File | Records | Reference | Description |
---|---|---|---|
all_contig.bam |
Reads | Assembled contigs | Reads aligned to assembled contigs, per cell-barcode. This file demonstrates how the reads and UMIs support the assembled contigs within a cell-barcode. Reads are not aligned across cell-barcode boundaries. Please note that this BAM excludes reads whose barcodes don't match the whitelist, so it is not suitable as an archive of every single input read. |
consensus.bam |
Contigs | Clonotype consensus | Each "reference" sequence is a clonotype consensus sequence, and each record is an alignment of a single cell's contig against this consensus.

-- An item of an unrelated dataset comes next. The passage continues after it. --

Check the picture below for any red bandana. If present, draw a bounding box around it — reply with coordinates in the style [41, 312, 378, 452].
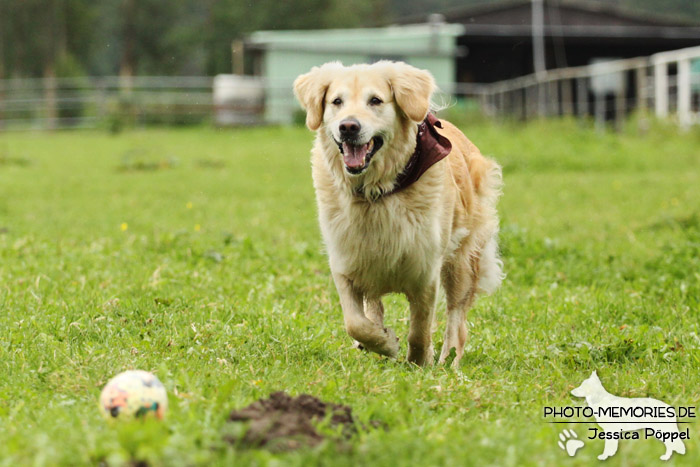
[385, 113, 452, 196]
[358, 113, 452, 196]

This file shows, for a clonotype consensus sequences, how the constituent per-cell assemblies support the consensus. |
concat_ref.bam |
Contigs | Concatenated germline segments | Each reference sequence is, for each clonotype consensus, the annotated germline segments concatenated together. This file shows how both the per-cell contigs and the clonotype consensus contig relate to the germline reference. This file is expected to reveal polymorphisms, somatic mutations, and recombination-induced differences such as non-templated nucleotide additions. |
The following assumes basic familiarity with the BAM format. More details on the SAM/BAM standard are available online.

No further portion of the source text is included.